What if OpenAI had just not created a female voice option?
Misogyny is entrenched in the technology industry. Scarlett Johansson’s experience with OpenAI shows it still is.
This story was updated to reflect unfolding news events.
In the movie Her, Joaquin Phoenix moons around a futuristic city with headphones in, falling in love with his AI voice assistant. Samantha, the husky-voiced AI, is played by Scarlett Johansson, who giggles and flirts with him before (spoiler, sorry) the world’s AIs decide they’re tired of their pitiful human overlords, and drift off instead to a higher plane of cyberspace.
In 2013 when the movie was released, Spike Jonze’s script seemed more or less implausible. A decade later, we live in a world where three billion people have an Alexa or a Siri or a Google Assistant and if you really want to, you can marry one. These days, the storyline behind Her seems very… plausible.
Last week OpenAI, the company behind ChatGPT, released its latest update, ChatGPT-4o. Videos show it can “pretend to laugh at your jokes, agree with anything you say, and flatter you with the desperate shamelessness of a 23-year-old personal assistant with $80,000 in college debt and three roommates in a Brooklyn two bedroom walk-up,” as Rusty Foster, the U.S. media critic and the editor of the daily newsletter Today in Tabs put it.
After the announcement, Sam Altman, the CEO of ChatGPT, tweeted a single word: “Her,” and we would soon discover that most of the demos, once again, featured an agreeable-sounding female voice, most notably the chatbot’s Sky voice.
What we may not have realized at the time was the extent to which real life was about to mirror fiction: Now Johansson has released a statement saying that she had been asked, twice, to provide the voice for ChatGPT but had turned down the offer. When the update was released, she was “shocked, angered and in disbelief that Mr. Altman would pursue a voice that sounded so eerily similar to mine.”
In a statement, Altman denied that the company had sought to imitate Johansson's voice, according to the BBC, but it has nevertheless paused using Sky’s voice in its products.
"The voice of Sky is not Scarlett Johansson's, and it was never intended to resemble hers," Altman wrote.
For many, the technological advances—impressive though they are—are also likely to produce a collective, “ugh,” once again relying on agreeable-sounding female voices.

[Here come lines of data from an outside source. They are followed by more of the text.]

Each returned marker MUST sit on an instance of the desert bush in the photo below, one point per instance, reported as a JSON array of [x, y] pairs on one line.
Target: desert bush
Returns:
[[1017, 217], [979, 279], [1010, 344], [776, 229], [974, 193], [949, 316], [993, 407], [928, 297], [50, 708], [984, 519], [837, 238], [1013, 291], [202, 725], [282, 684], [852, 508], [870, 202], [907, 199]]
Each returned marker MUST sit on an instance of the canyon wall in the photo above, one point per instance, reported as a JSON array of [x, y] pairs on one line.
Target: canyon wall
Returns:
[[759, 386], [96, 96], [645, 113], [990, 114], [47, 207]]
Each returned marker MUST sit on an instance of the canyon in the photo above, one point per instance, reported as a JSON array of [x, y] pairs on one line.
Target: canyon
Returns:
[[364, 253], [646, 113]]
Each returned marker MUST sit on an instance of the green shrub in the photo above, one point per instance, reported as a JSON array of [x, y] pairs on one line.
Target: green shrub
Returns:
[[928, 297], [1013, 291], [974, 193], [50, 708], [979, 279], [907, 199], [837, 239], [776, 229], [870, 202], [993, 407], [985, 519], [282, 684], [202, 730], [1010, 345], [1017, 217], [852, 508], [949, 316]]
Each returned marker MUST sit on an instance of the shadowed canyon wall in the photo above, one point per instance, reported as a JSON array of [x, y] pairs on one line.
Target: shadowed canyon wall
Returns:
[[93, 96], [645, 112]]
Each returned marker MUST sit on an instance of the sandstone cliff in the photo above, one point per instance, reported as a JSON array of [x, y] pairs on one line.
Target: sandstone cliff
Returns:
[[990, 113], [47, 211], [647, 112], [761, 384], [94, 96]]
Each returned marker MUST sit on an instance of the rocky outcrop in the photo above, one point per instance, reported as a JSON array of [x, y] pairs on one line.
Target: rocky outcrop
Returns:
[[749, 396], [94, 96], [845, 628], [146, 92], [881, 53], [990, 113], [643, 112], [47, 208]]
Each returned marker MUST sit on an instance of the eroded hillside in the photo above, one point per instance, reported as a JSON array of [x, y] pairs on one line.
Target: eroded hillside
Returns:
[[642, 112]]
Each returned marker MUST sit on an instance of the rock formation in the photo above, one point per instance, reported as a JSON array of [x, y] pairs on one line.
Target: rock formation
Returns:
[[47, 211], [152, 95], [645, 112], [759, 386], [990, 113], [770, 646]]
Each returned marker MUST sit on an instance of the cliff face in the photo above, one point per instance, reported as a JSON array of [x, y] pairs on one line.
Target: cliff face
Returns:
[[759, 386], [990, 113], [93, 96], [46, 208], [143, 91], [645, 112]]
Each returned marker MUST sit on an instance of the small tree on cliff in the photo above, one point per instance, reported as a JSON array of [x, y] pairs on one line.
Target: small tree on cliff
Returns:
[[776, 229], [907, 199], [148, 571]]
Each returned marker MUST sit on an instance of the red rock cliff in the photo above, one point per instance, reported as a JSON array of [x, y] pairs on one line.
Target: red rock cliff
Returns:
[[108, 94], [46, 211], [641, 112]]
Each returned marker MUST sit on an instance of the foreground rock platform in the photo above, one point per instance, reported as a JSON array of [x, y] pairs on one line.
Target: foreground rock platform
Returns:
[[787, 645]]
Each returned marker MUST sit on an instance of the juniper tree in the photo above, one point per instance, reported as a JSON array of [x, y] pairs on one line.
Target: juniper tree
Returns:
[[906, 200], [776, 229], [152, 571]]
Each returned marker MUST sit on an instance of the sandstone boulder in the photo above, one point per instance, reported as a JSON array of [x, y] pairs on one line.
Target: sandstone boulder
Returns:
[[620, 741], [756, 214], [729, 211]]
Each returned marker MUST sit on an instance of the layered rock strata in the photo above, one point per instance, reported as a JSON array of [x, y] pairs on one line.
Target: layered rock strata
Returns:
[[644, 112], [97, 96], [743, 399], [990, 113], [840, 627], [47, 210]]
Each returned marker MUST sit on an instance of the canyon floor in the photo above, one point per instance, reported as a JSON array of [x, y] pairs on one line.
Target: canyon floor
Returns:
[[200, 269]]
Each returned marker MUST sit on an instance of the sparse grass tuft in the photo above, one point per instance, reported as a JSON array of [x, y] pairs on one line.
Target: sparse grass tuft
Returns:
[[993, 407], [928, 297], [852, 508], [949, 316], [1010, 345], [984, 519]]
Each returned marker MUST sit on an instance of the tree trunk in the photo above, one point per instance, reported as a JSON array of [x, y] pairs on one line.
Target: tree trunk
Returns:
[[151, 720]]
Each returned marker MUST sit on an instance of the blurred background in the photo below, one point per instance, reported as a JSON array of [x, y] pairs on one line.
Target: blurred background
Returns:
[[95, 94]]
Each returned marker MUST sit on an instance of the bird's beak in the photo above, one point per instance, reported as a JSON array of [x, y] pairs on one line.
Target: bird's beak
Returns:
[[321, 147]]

A 2019 Unesco report, entitled “I’d Blush if I Could”—that was Siri’s response if you called her a bitch—highlights the problems with this, citing research showing that “people like the sound of a male voice when it is making authoritative statements, but a female voice when it is being helpful.”
“The assistant holds no power of agency beyond what the commander asks of it," the report continues. “It honors commands and responds to queries regardless of their tone or hostility. In many communities, this reinforces commonly held gender biases that women are subservient and tolerant of poor treatment,” according to the report. “Indeed, it sends a signal that women are obliging, docile and eager-to-please helpers, available at the touch of a button or with a blunt voice command like ‘hey’ or ‘OK’,” the report said.
It's clear that having voice assistants—and that includes ChatGPT—with female voices entrenches gender stereotypes.
These days, most voice assistants allow you to choose a female or a male voice. Research suggests both men and women prefer the sound of the female voice—a preference that begins in the womb. Female voices generally sound more natural, partly because the companies that develop AIs have more samples of female voices. That’s a perpetual cycle: the reason they have more samples of female voices is because people prefer female voices.
But here’s a radical idea: What if OpenAI had just not created a female voice option? If OpenAI has the technology to create an AI that can do a really convincing impression of a cat person who has to pretend to like their new boyfriend’s dog, it has the technology to eliminate gender bias from technology. It can’t be that hard.